User management in Opti ID

In addition to managing users and groups through Entra ID, you have the flexibility to continue managing non-Entra ID users and groups directly through the Opti ID Admin Center:

  • Manually add collaborators or partners and groups.
    • You should manage your SSO users with an upstream identity provider.
  • Assign a product instance to a group.
  • Assign roles to product instances.

Only make the following changes in your upstream identity provider and let it flow downstream to Opti ID. Do not make these changes in the Opti ID Admin Center:

  • Edit users' first and last names. This causes a discrepancy between the identity provider and Opti ID.
  • Edit group names and user memberships of groups provisioned from SCIM to Opti ID. This causes out-of-sync user assignments for your SSO users. Instead, create separate groups for collaborators or partners in Opti ID because those are not managed by SCIM provisioning.
  • Delete users and groups. This makes that resource unavailable for updates from the identity provider.

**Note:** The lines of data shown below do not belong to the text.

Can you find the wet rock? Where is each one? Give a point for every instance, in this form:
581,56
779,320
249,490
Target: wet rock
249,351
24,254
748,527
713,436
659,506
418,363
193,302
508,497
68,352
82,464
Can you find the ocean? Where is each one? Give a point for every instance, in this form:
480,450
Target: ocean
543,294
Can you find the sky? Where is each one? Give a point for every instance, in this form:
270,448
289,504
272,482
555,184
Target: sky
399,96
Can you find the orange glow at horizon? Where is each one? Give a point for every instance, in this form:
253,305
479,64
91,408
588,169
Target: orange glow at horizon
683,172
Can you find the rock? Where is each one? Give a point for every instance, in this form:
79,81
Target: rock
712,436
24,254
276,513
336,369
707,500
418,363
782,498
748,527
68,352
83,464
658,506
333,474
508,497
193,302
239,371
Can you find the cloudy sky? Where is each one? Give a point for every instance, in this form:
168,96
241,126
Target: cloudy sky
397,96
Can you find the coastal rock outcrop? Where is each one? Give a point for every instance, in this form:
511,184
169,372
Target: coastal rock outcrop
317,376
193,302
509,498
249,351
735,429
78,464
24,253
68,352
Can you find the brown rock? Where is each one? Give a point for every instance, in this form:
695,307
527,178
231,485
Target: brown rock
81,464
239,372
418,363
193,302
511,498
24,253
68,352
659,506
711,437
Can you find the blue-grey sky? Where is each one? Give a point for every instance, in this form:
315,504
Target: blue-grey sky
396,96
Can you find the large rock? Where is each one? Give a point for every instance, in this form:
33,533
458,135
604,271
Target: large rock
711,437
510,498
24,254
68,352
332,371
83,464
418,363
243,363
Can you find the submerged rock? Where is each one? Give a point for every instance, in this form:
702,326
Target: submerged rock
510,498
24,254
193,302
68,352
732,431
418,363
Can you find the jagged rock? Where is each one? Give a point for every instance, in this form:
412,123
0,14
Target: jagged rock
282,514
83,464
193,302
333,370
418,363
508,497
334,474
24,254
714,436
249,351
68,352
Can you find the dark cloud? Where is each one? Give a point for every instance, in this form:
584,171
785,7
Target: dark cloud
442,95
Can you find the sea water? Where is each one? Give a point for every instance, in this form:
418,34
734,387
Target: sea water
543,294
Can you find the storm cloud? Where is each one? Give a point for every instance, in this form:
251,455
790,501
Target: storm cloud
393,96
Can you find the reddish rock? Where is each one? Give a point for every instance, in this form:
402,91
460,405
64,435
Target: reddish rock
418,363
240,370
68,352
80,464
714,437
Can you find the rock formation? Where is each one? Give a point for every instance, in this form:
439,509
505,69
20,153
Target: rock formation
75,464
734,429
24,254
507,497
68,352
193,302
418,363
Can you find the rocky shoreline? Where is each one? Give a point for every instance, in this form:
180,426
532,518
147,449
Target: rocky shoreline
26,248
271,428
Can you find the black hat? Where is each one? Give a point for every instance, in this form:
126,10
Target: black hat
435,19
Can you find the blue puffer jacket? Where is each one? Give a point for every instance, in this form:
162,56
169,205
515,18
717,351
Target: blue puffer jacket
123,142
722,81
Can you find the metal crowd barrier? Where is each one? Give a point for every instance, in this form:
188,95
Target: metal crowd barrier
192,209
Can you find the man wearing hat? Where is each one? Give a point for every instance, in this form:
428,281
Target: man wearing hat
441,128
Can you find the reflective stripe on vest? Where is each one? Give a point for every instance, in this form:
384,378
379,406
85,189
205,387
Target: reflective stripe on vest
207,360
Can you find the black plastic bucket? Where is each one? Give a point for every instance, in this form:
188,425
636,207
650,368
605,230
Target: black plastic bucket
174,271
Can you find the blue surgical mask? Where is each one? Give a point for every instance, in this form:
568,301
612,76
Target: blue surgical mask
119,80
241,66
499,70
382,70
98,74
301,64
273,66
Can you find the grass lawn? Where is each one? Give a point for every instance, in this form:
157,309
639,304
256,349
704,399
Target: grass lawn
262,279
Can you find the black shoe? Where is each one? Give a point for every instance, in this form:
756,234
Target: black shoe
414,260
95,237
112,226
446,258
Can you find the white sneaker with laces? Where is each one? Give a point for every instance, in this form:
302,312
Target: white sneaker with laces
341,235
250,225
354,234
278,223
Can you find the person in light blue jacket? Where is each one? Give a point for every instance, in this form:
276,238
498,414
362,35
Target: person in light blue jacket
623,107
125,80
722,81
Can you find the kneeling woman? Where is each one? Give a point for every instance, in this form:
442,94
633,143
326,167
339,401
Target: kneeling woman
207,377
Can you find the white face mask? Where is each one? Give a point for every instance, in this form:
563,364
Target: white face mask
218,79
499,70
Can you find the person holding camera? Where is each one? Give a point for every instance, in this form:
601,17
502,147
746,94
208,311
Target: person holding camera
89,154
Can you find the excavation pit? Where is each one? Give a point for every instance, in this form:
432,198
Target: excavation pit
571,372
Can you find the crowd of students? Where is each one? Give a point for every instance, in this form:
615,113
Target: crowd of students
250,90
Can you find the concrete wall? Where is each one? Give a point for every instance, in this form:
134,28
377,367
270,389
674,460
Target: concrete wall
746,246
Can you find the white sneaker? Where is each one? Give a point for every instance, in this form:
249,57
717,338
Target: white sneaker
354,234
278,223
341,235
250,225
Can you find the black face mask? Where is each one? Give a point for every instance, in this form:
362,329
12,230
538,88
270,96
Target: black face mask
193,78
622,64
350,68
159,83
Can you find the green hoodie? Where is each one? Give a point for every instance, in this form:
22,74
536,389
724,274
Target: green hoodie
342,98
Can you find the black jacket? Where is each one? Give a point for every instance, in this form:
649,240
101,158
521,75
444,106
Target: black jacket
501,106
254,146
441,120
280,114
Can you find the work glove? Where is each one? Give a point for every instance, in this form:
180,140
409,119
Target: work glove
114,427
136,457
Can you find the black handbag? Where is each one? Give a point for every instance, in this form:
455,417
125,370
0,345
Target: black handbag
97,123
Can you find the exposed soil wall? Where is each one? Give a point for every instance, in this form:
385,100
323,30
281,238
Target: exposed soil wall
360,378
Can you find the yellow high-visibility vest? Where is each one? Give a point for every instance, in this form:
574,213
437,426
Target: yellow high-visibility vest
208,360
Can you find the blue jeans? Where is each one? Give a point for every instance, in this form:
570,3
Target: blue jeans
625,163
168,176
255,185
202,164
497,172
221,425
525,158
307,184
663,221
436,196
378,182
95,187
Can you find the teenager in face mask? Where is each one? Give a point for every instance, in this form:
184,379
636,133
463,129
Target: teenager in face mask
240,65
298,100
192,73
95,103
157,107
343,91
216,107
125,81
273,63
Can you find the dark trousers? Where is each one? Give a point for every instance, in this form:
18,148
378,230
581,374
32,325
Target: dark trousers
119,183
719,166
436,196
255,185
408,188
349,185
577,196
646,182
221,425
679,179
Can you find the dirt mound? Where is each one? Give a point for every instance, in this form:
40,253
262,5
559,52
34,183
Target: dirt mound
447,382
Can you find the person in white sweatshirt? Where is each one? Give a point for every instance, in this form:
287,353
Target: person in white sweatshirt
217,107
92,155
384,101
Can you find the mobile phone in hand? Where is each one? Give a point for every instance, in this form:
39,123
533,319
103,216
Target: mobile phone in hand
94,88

The following groups are reserved only for internal Opti ID use. Do not link them to your Opti ID SCIM application:

  • Everyone
  • Admin Center Administrators

Troubleshoot

You can troubleshoot using Microsoft Entra ID provisioning logs to find:

  • Which groups were successfully created and removed
  • Which users were successfully created and removed
  • Which users were assigned to or removed from the Opti ID SCIM provisioning app
  •  

If there are any issues with provisioning:

  1. Unassign all the users and user groups from the Opti ID SCIM app.
  2. Wait about 40 minutes for the sync to complete.
  3. Reassign users and user groups to the Opti ID SCIM app.

Frequently Asked Questions (FAQ)

If your organization is already onboarded to Opti ID using SSO and JIT, what will happen to existing users when your organization is switched to using SCIM?

There will not be any issues with users created in the Opti ID Admin Center, as these users are mapped to newly assigned groups from the upstream provider during SCIM provisioning.

If your organization is already onboarded to Opti ID using SSO and JIT, what will happen to existing groups when your organization is switched to using SCIM?

If your organization wants to manage users with user groups with the same name as previously created in the Opti ID Admin Center, then you must delete those user groups in the Opti ID Admin Center before enabling SCIM provisioning.